AI is not going to function well in that sludge, it prefers clarity, standards and flow. Think about the power of a good prompt versus a bad prompt. The outcome is very different. 

HR tech vendors compound the problem; they love selling new features, but hate talking about interoperability and how / if things will work together. If you don’t push them, you’ll get a shiny new front end capability on top of a chaotic back end. Always challenge your vendors to work with your existing systems and platforms, thinking integration-first. Certainly before the fast rollout of their killer bot. 

This is one major example, but it doesn’t just stop at HR tech – it’s about how you design all of your work and keeping it simple.  

AI has the potential to reduce complexity, to standardise decisions, remove unnecessary steps, and give employees clearer answers in moments that really matter. But once it’s layered on top of fragmented systems, inconsistent rules and unclear ownership – it can’t simplify anything. 

It will amplify confusion, surface contradictions and make the employee experience feel more unpredictable and uncertain. 

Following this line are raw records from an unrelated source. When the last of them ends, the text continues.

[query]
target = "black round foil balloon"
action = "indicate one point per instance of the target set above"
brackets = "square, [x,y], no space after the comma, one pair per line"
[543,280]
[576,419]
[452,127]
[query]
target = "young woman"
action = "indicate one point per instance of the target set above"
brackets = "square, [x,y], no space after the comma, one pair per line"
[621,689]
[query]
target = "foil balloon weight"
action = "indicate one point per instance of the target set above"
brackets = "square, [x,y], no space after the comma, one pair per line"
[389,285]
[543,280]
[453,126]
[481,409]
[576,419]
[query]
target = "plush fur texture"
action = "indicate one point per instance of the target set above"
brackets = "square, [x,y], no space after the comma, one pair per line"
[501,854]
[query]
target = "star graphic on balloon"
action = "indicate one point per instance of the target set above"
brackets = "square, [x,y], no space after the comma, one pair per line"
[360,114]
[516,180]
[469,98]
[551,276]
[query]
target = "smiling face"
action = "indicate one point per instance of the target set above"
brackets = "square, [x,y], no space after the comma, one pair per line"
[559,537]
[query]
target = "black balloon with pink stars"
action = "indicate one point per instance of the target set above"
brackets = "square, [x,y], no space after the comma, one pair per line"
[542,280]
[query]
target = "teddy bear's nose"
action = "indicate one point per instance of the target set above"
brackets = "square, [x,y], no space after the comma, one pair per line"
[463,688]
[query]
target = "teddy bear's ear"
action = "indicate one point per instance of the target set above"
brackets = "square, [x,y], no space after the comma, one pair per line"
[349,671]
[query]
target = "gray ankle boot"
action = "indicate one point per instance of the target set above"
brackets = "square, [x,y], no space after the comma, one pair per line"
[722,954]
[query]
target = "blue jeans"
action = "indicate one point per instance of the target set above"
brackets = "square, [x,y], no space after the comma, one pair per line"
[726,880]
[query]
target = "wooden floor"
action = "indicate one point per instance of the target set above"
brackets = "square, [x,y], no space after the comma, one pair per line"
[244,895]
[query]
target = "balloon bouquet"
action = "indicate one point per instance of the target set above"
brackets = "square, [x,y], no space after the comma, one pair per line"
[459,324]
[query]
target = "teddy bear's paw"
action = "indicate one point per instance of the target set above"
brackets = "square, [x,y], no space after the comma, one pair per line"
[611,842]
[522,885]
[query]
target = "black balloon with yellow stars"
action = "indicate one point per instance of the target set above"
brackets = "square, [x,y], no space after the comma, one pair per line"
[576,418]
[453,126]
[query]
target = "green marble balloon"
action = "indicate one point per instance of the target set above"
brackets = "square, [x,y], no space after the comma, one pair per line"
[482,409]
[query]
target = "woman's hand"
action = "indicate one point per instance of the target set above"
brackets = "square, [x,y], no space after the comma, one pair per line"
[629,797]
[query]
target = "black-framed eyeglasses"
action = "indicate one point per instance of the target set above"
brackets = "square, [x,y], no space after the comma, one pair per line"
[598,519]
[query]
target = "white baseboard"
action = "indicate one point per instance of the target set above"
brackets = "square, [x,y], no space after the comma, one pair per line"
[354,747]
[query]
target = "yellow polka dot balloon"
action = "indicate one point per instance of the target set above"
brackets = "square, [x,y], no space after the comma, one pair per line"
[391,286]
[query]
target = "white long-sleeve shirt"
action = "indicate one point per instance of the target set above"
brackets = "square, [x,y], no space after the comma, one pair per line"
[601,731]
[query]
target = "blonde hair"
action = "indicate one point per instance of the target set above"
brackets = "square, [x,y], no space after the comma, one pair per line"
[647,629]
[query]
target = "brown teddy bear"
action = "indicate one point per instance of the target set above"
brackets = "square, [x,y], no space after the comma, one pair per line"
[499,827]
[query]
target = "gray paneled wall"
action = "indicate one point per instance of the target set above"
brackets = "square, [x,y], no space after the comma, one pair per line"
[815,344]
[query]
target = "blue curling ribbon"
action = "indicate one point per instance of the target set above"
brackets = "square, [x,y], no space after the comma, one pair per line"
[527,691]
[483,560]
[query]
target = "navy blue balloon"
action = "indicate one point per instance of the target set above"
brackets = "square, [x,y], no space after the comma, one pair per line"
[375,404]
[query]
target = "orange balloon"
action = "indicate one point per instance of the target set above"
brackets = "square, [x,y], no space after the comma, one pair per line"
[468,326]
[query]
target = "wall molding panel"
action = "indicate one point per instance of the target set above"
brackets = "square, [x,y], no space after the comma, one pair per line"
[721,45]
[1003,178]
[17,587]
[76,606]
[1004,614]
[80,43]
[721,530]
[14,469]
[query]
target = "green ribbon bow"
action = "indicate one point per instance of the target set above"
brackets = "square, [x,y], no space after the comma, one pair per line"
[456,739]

So, what we’re starting to see is that AI reflects the organisation back to itself. Where processes are well designed and the employee’s experience is already close to the employer’s intent, AI can be a leveler – improving access, consistency, even equity and building confidence. But where work is poorly designed, AI just amplifies that poor design. 

Part 2 – the human lag

The other big risk to AI adoption over the next two years won’t be the technology itself, it’ll be human lag. In most companies large scale adoption hasn’t really happened yet – but there are already some warning signs that we need to think about.  

For years, organisations have been adding systems, tools and processes faster than people can really properly absorb them. That’s created a baseline of cognitive overload that most businesses now take for granted. Think about that CRM that you want people to use. Great tech and huge potential for growth, but stuck with rubbish usage.  

AI changes that equation. It moves faster, updates more frequently, and starts influencing decisions rather than just supporting tasks. The risk, however, is the lag between the pace of technology and the pace of human adoption. Not because employees are resistant, but because the experience becomes unclear. People won’t trust tools if the experience is clunky and they won’t change behavior if AI makes their work feel riskier or more confusing.  

The organisations that get ahead of this will design AI around how their people actually work, reducing noise, clarifying decision points and building confidence over time. Those that don’t will be surprised when adoption plateaus, even though the technology keeps improving. 

AI will only scale as fast as people can make sense of it, and that’s the constraint that most organisations are about to run into – or have done so already.   

Symphony, not soloists 

The organisations that will get ahead of this are the ones that set clear expectations today. Open standards, shared data models, APIs that actually work. And importantly, they’ll apply real pressure on their vendors to play together, not compete for control over the next few years. In tandem with this, they’ll give careful consideration to how their processes are designed and the experience of their people in adopting AI into their operation. 

I don’t think AI success will be decided by who buys the most – or the best – tools or products. It’ll be decided by who designs the best orchestration, knowing that great AI outcomes don’t come from soloists, they come from a symphony. 

AI isn’t just another tool; it can be connective tissue between your silos. But only if you dilute the corporate sludge and think carefully about the experience your people are having wallowing in it.